Hereditary Vesicoureteral Reflux: A Study of 66 Families

Purpose: We studied the inheritance pattern, clinical features and outcome in children with vesicoureteral reflux (VUR). Characteristics of known familial VUR cases were also compared with those of sporadic VUR. Material and Methods: 726 patients were treated for VUR between 1990-2004. The families were contacted by letter inquiring if other members of the family were affected. The phenotype of all cases (familial and non-familial) was characterized in terms of presenting symptoms, reflux grade, recurrent urinary tract infections, kidney damage, and the natural course of reflux.
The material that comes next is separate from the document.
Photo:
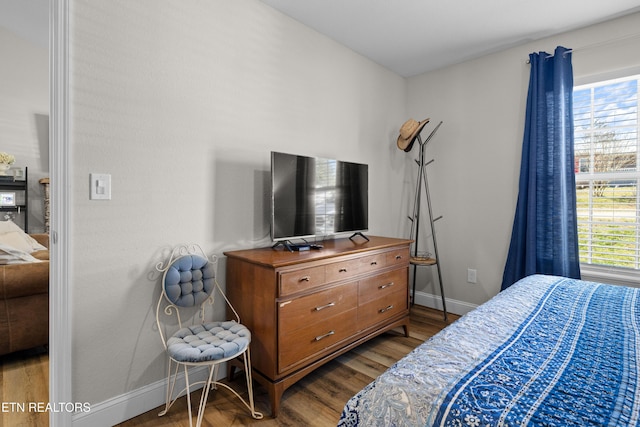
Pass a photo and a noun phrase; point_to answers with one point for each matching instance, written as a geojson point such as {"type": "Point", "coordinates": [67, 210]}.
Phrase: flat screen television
{"type": "Point", "coordinates": [312, 197]}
Results: The response rate was 79%. A total of 99 individuals (22%) reported relatives with VUR. Since some of the 99 index cases belonged to the same family, the total number of families was ultimately 66. The distribution of relatives with VUR was: 38 siblings, 20 parents (15 mothers), 19 cousins, 15 aunts/uncles and 12 grandparents. The phenotype of VUR did not differ between familial and non-familial cases. However, VUR among relatives was of milder grade than index and sporadic cases. Conclusions: The proportion of hereditary reflux in our material was lower than in other studies (22%). We found a strong overrepresentation of maternal transmission of reflux. Severity of the disease did not differ between familial and non-familial VUR.